Glazyev had greater name recognition than many of the other candidates that were running against Putin. Glazyev was, arguably, best known as a supporter of raising taxes on the high-earning natural resource companies.

Glazyev declared that, while he found Putin to be a charismatic leader, he considered his policies to be too weak. He criticized Putin for running, "a corrupt and irresponsible regime". In an op-ed he authored, Glazyev declared, "I am running to cleanse the state apparatus of corruption and bureaucratic arbitrariness".
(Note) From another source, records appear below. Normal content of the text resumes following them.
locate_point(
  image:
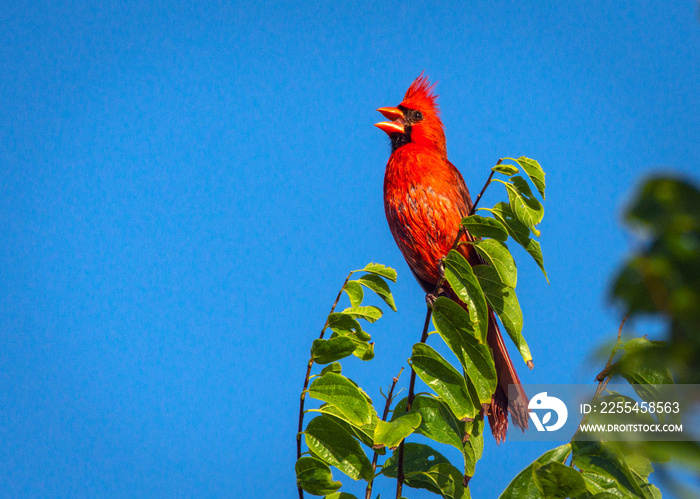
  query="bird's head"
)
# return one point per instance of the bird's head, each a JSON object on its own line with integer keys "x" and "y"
{"x": 416, "y": 120}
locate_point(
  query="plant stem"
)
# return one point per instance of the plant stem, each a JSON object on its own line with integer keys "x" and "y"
{"x": 603, "y": 378}
{"x": 460, "y": 233}
{"x": 409, "y": 402}
{"x": 308, "y": 375}
{"x": 389, "y": 399}
{"x": 488, "y": 181}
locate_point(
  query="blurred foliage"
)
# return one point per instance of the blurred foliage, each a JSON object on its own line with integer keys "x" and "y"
{"x": 662, "y": 278}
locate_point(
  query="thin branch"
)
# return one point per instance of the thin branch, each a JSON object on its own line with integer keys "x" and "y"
{"x": 389, "y": 399}
{"x": 488, "y": 181}
{"x": 430, "y": 298}
{"x": 409, "y": 403}
{"x": 308, "y": 376}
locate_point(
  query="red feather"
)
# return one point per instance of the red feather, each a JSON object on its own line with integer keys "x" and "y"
{"x": 425, "y": 198}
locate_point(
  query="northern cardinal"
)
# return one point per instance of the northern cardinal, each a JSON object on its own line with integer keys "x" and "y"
{"x": 425, "y": 199}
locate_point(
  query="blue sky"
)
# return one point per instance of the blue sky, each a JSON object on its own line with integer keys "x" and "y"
{"x": 186, "y": 186}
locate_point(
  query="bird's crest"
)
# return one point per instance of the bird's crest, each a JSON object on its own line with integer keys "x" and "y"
{"x": 420, "y": 94}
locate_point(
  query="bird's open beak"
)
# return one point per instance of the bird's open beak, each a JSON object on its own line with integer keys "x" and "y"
{"x": 397, "y": 123}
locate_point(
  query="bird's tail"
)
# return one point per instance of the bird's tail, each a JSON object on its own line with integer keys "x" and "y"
{"x": 500, "y": 403}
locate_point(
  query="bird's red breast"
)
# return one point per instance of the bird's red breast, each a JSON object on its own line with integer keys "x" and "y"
{"x": 425, "y": 199}
{"x": 425, "y": 196}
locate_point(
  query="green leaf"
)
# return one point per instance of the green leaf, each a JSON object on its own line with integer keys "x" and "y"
{"x": 364, "y": 433}
{"x": 635, "y": 367}
{"x": 446, "y": 480}
{"x": 524, "y": 485}
{"x": 464, "y": 283}
{"x": 558, "y": 481}
{"x": 439, "y": 375}
{"x": 479, "y": 226}
{"x": 364, "y": 351}
{"x": 340, "y": 495}
{"x": 504, "y": 302}
{"x": 473, "y": 445}
{"x": 344, "y": 324}
{"x": 525, "y": 207}
{"x": 379, "y": 286}
{"x": 426, "y": 468}
{"x": 603, "y": 464}
{"x": 326, "y": 351}
{"x": 379, "y": 269}
{"x": 328, "y": 440}
{"x": 437, "y": 421}
{"x": 453, "y": 324}
{"x": 505, "y": 169}
{"x": 355, "y": 293}
{"x": 315, "y": 477}
{"x": 498, "y": 256}
{"x": 370, "y": 314}
{"x": 391, "y": 433}
{"x": 344, "y": 395}
{"x": 534, "y": 171}
{"x": 334, "y": 367}
{"x": 519, "y": 232}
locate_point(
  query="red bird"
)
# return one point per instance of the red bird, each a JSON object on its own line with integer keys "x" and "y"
{"x": 425, "y": 199}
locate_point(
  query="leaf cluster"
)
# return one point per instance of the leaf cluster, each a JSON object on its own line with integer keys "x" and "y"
{"x": 348, "y": 426}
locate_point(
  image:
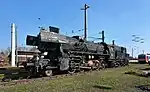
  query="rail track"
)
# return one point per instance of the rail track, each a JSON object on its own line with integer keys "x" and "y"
{"x": 10, "y": 82}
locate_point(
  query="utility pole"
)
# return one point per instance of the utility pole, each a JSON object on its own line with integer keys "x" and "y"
{"x": 103, "y": 36}
{"x": 16, "y": 47}
{"x": 85, "y": 25}
{"x": 132, "y": 52}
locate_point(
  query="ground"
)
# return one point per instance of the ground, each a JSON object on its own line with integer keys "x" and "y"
{"x": 108, "y": 80}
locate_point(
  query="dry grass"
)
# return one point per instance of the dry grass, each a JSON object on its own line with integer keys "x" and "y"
{"x": 109, "y": 80}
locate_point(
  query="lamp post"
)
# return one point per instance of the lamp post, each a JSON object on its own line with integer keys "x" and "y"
{"x": 137, "y": 39}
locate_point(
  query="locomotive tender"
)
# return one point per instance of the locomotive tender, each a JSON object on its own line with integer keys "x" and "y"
{"x": 63, "y": 53}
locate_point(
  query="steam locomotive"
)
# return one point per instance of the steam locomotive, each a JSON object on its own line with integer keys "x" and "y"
{"x": 63, "y": 53}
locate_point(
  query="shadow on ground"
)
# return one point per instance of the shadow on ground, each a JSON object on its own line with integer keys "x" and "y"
{"x": 145, "y": 88}
{"x": 145, "y": 69}
{"x": 102, "y": 87}
{"x": 136, "y": 74}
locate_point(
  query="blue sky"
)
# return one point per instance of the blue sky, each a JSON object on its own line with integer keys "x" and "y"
{"x": 118, "y": 18}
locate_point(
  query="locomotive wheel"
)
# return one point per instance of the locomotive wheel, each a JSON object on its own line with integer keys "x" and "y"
{"x": 48, "y": 73}
{"x": 102, "y": 65}
{"x": 71, "y": 71}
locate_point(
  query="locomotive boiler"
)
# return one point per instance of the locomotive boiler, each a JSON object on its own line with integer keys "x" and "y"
{"x": 63, "y": 53}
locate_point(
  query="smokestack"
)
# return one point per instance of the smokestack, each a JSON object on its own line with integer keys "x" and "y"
{"x": 13, "y": 45}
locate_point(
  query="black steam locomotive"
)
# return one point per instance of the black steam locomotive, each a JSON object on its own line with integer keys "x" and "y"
{"x": 63, "y": 53}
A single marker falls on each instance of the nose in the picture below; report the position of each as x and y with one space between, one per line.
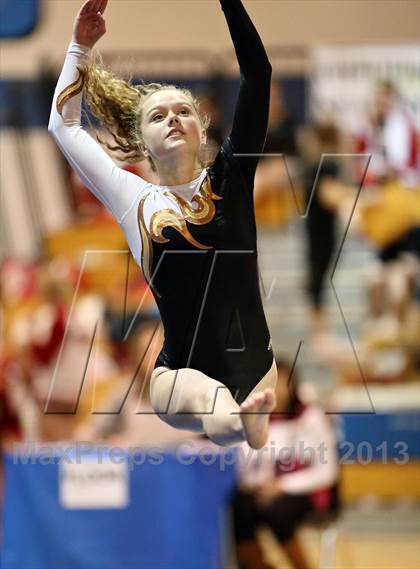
173 118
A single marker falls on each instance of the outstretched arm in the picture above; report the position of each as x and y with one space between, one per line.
250 121
114 187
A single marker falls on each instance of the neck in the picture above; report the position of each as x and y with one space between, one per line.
176 172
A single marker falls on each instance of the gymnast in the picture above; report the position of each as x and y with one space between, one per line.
193 234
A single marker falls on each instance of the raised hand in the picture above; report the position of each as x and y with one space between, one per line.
89 25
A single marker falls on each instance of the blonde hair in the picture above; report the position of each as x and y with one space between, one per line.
118 105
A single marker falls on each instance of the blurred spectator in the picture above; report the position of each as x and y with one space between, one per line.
324 192
127 417
301 480
390 137
274 200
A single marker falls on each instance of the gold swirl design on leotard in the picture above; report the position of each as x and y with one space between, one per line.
146 246
71 90
202 214
169 218
205 210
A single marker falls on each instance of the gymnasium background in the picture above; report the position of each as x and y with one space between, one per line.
76 313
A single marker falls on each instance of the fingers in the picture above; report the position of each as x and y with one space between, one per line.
93 7
103 6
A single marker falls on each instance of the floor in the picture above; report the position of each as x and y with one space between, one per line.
369 537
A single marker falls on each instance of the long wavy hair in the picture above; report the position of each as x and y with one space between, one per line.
118 103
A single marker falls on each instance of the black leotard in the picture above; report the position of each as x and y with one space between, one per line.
199 257
209 299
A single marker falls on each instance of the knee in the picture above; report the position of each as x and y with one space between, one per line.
157 390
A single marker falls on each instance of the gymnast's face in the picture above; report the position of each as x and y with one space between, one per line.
170 126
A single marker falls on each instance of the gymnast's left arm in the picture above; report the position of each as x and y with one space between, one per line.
249 129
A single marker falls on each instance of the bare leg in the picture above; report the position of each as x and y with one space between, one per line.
189 399
295 553
255 413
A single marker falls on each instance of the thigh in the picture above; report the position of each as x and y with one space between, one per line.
180 397
286 513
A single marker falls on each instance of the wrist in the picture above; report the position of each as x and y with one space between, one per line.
78 48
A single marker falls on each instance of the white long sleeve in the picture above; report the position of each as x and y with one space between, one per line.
114 187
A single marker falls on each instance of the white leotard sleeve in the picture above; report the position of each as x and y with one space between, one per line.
114 187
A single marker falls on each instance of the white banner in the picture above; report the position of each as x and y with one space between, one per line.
343 80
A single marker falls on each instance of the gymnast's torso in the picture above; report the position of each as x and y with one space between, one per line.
195 243
200 259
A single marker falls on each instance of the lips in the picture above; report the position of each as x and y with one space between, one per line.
175 131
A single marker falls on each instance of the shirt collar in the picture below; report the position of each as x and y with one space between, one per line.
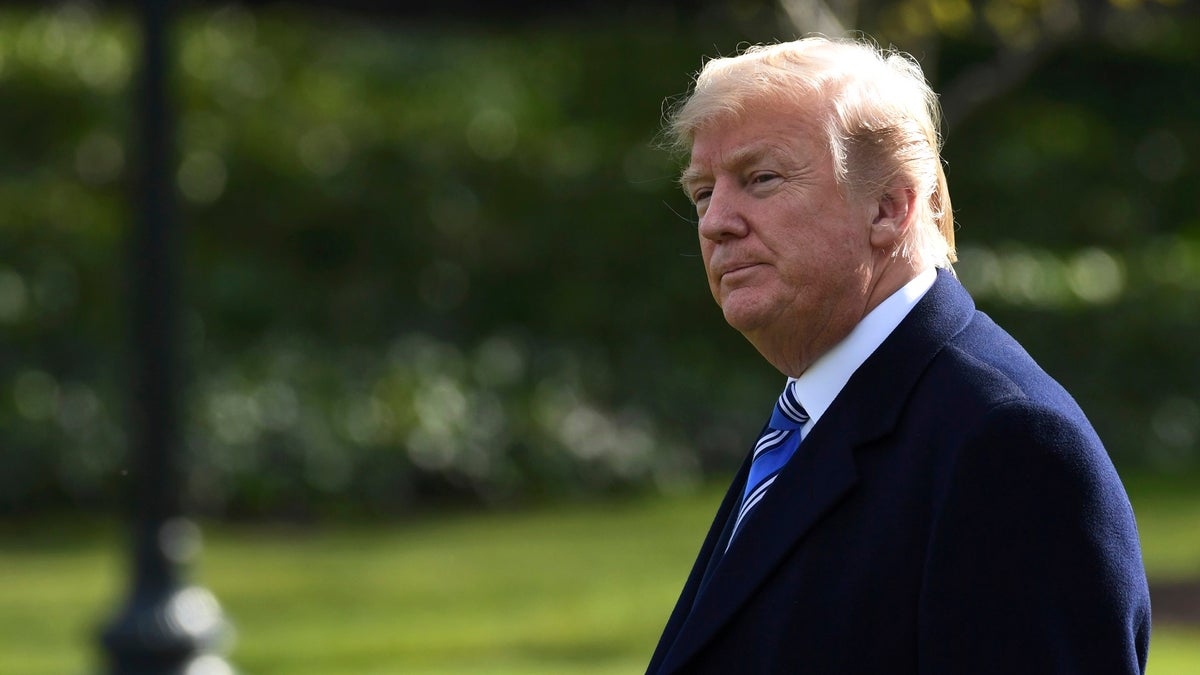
819 386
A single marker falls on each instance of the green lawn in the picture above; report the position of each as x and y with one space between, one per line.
577 589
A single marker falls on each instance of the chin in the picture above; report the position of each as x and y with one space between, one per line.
743 317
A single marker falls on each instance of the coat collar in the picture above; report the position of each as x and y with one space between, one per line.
814 482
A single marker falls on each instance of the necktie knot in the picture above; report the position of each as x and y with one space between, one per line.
777 444
789 412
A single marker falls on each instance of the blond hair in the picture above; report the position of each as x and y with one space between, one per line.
882 120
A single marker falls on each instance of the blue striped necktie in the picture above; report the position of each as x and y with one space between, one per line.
777 444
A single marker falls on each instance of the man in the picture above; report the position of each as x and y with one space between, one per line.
924 499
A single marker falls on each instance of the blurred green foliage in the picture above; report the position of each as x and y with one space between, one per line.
449 262
521 591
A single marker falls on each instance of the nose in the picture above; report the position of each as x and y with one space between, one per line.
721 215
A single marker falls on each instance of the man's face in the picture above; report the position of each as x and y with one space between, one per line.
789 258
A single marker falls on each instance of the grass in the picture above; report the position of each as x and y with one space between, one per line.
579 589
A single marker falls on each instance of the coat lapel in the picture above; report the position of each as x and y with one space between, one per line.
816 478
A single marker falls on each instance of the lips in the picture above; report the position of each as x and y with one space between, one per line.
733 268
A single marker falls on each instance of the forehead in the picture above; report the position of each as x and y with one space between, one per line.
787 133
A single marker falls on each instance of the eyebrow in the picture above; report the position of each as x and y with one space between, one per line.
737 159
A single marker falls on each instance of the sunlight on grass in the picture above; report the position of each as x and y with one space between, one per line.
580 589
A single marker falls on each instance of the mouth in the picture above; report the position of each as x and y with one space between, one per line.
738 269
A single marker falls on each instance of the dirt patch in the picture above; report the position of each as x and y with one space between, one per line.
1176 602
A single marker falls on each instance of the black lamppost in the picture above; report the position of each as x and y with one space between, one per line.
166 627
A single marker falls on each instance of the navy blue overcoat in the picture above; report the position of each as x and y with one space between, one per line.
952 513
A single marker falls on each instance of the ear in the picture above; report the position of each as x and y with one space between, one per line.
892 215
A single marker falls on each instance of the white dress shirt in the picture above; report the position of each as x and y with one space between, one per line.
820 384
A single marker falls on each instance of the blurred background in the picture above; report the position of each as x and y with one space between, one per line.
445 328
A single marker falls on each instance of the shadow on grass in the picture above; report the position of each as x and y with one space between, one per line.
1176 602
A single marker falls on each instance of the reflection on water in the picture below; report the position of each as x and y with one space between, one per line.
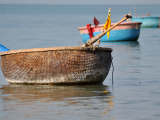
125 53
81 99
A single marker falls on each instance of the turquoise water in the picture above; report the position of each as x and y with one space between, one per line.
135 93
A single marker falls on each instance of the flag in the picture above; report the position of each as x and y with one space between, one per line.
107 25
95 21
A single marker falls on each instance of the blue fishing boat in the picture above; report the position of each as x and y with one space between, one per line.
126 31
147 21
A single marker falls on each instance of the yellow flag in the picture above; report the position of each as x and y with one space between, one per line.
108 25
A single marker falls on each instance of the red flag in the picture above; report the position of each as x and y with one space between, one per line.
95 21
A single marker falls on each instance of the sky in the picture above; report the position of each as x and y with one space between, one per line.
105 2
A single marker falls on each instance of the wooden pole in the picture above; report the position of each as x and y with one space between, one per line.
135 11
94 39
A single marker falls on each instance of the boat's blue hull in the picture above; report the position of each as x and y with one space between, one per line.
147 21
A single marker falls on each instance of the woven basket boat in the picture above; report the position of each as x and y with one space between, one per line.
56 65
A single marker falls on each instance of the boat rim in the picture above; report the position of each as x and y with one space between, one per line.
56 49
101 25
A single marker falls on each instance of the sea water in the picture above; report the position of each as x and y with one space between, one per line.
135 93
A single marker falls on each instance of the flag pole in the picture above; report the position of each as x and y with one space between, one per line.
94 39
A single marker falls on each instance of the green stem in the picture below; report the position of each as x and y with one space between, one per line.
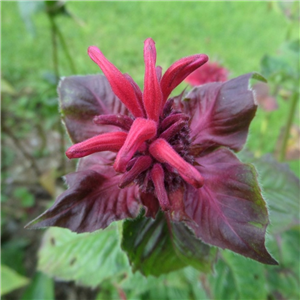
293 105
54 47
54 34
65 48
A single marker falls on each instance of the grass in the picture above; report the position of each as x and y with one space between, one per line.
237 34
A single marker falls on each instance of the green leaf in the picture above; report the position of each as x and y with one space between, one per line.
246 274
42 287
25 197
87 258
281 189
155 247
183 284
272 66
27 10
284 279
222 282
10 280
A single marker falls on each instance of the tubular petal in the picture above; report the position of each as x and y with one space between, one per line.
112 141
170 120
141 164
158 177
163 152
121 121
152 95
178 71
137 90
120 85
140 131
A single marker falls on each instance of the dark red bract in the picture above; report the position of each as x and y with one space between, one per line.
144 149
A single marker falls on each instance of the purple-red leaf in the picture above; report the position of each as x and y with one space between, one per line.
229 209
84 97
93 199
221 113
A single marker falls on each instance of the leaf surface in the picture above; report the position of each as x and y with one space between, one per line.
156 247
81 99
229 210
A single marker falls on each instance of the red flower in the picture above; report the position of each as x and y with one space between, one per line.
210 72
161 153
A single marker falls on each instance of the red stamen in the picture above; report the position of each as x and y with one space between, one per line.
172 130
158 177
141 164
163 152
120 85
152 95
112 141
178 71
140 131
168 121
121 121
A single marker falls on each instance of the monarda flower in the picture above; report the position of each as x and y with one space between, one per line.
169 158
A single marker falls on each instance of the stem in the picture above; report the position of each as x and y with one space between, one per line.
293 105
54 47
54 34
22 150
65 48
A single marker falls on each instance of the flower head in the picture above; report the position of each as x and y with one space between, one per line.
175 155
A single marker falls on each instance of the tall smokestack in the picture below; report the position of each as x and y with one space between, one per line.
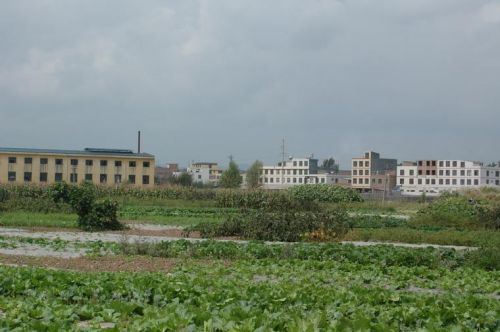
139 141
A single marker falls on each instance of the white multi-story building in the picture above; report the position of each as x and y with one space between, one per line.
434 177
204 172
296 171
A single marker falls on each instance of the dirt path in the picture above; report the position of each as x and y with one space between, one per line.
94 264
166 235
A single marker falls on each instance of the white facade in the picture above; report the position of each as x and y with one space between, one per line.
205 172
295 171
445 175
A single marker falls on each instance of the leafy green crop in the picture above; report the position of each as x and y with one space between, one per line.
261 295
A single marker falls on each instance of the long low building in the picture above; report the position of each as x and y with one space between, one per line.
99 166
433 177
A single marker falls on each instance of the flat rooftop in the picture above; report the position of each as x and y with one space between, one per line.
84 152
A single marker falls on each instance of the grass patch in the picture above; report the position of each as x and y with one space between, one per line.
35 219
481 238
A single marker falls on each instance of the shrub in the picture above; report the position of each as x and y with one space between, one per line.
450 210
288 225
324 193
101 215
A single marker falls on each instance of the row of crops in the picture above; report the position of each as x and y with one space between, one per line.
223 198
267 294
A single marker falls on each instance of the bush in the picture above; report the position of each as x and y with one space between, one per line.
324 193
100 216
279 225
43 205
457 211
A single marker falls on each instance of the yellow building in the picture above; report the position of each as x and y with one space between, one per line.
100 166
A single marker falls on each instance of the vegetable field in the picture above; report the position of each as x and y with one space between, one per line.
253 295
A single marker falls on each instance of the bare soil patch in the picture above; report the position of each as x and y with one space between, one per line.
95 264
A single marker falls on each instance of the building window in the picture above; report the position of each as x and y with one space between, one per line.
43 177
12 176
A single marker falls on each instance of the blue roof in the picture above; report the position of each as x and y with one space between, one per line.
86 152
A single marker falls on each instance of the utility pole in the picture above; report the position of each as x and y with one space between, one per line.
283 162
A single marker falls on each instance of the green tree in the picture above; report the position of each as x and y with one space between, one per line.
253 175
231 177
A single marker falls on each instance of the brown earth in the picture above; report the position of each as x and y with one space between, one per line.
96 264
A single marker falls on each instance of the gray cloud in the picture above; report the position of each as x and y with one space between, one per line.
203 79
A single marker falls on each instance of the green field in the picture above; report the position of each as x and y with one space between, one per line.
247 295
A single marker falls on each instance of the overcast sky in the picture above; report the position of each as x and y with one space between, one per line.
205 79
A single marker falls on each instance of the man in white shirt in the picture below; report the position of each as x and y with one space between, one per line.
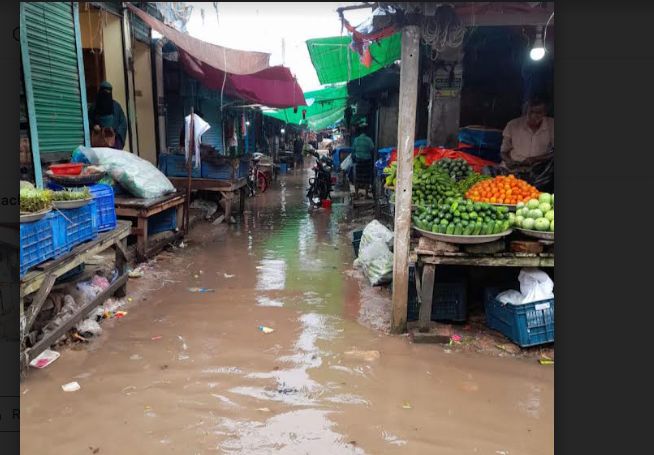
528 140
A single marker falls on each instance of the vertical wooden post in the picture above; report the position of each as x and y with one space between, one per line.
405 138
189 166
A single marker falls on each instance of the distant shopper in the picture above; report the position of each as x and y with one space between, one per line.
107 120
363 147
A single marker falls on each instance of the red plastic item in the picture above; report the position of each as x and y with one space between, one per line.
67 169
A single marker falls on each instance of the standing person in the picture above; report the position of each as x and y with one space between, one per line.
298 146
107 120
528 146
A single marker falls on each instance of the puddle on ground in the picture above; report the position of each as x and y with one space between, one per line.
214 383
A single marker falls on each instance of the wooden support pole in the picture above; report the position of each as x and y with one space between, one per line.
406 126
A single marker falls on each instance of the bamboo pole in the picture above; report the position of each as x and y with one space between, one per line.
189 167
405 139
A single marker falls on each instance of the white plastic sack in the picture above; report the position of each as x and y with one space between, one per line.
535 285
347 163
141 178
376 261
376 231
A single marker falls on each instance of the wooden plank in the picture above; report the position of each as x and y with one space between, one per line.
426 296
405 138
53 336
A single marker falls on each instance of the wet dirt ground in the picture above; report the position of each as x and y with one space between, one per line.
190 373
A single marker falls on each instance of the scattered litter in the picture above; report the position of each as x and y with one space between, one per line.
89 326
545 360
368 356
45 358
136 273
201 290
71 387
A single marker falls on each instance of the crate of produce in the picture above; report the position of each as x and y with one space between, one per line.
217 170
37 242
530 324
449 303
78 225
103 195
175 166
163 221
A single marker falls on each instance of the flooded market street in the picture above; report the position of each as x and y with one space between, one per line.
191 373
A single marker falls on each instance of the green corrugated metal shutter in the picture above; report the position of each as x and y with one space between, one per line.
55 95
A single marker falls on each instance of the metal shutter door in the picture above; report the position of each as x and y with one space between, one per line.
56 94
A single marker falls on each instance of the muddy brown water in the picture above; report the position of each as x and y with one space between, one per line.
190 373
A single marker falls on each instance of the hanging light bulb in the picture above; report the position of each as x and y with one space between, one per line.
538 49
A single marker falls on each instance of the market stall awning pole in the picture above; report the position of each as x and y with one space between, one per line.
405 136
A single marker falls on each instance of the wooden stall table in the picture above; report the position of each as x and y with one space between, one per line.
142 209
227 188
42 279
427 260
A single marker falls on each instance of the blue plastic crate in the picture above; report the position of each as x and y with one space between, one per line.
78 225
217 171
163 221
526 325
175 166
103 195
37 242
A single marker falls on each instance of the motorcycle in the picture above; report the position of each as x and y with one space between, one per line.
320 185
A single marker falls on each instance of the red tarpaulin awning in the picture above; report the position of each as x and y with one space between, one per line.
242 74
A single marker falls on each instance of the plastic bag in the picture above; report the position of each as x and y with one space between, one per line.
376 261
141 178
535 285
376 231
347 163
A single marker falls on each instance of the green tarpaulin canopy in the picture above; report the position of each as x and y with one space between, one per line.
324 108
335 61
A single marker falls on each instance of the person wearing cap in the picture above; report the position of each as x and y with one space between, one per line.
107 119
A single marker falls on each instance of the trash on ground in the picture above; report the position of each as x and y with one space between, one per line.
45 358
136 273
71 387
201 290
368 356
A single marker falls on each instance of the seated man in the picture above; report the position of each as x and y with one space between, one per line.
528 146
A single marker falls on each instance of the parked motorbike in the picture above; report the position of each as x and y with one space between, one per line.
320 185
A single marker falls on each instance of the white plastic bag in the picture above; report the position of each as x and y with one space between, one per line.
347 163
535 285
141 178
376 231
376 261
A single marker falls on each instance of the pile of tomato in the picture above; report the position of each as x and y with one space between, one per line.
502 190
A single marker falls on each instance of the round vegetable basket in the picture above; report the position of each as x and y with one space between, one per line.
542 235
463 239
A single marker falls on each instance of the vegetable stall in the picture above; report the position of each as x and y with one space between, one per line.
461 217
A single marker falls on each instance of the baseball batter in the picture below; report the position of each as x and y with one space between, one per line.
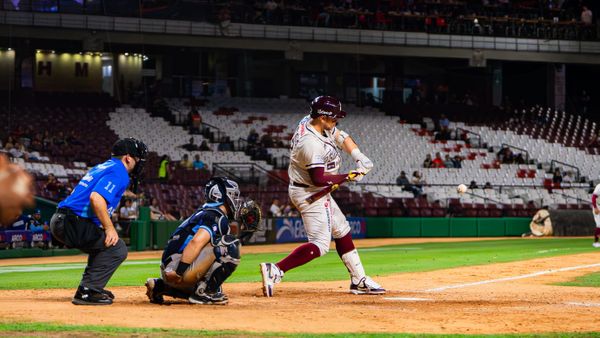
596 210
314 163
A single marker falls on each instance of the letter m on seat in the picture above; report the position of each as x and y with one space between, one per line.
81 70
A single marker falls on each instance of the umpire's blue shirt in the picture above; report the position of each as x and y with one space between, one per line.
109 179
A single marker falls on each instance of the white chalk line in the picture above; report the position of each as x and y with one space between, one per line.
9 269
389 249
504 279
583 304
408 299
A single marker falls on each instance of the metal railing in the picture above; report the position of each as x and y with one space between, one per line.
300 33
553 165
519 149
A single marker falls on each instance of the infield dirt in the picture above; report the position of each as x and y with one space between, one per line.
526 305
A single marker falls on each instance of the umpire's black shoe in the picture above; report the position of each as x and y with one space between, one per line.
108 293
87 296
217 298
155 288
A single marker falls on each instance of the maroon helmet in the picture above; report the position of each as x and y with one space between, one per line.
326 106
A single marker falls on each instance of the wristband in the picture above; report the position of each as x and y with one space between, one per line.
356 154
181 267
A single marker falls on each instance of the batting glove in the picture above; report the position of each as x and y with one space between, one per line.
355 176
364 164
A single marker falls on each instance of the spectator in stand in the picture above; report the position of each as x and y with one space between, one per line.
290 211
60 139
20 223
198 164
163 169
557 176
226 144
444 122
586 16
204 146
252 137
35 222
190 146
52 184
448 163
47 140
157 214
127 213
437 162
275 209
568 178
267 140
10 143
37 143
64 190
519 159
417 182
73 139
194 121
185 162
18 151
402 180
427 163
Glazyev had initially failed to receive the backing of Rodina, which had instead nominated Viktor Gerashchenko. Thus, he instead ran as a self-nominated candidate. After Gerashchenko's candidacy was rejected by the Central Election Commission, Glazyev tried to position himself as an alternative candidate to Gerashchenko, should Gerashchenko's attempt to challenge his disqualification falter. However, Rodina co-chair Dmitry Rogozin disavowed Glazyev's candidacy, insisting that Gerashchenko was the only candidate that Rodina was going to support, and that the party would fight in the Supreme Court for the reinstatement of Geraschenko's registration. Behind Rogozin's back (while he was out of the country), Glazyev organized a gathering of Rodina delegates in which the party reorganized as a “social organization,” and elected Glazyev as its sole leader. They relegated Rogozin's position in the party to one of twenty-five members on its governing council. The party, now led by Glazyev, was able to provide support to the independent Glazyev campaign. After the Supreme Court upheld the disqualification of Gerashchenko, the spurned Rogozin personally endorsed Putin rather than supporting Glazyev.

Glazyev ultimately failed to muster the momentum he had hoped for and placed a weak third, capturing only 4.10% of the vote. He managed to perform better in some federal subjects than in others, placing second in Krasnoyarsk with 17% of its vote.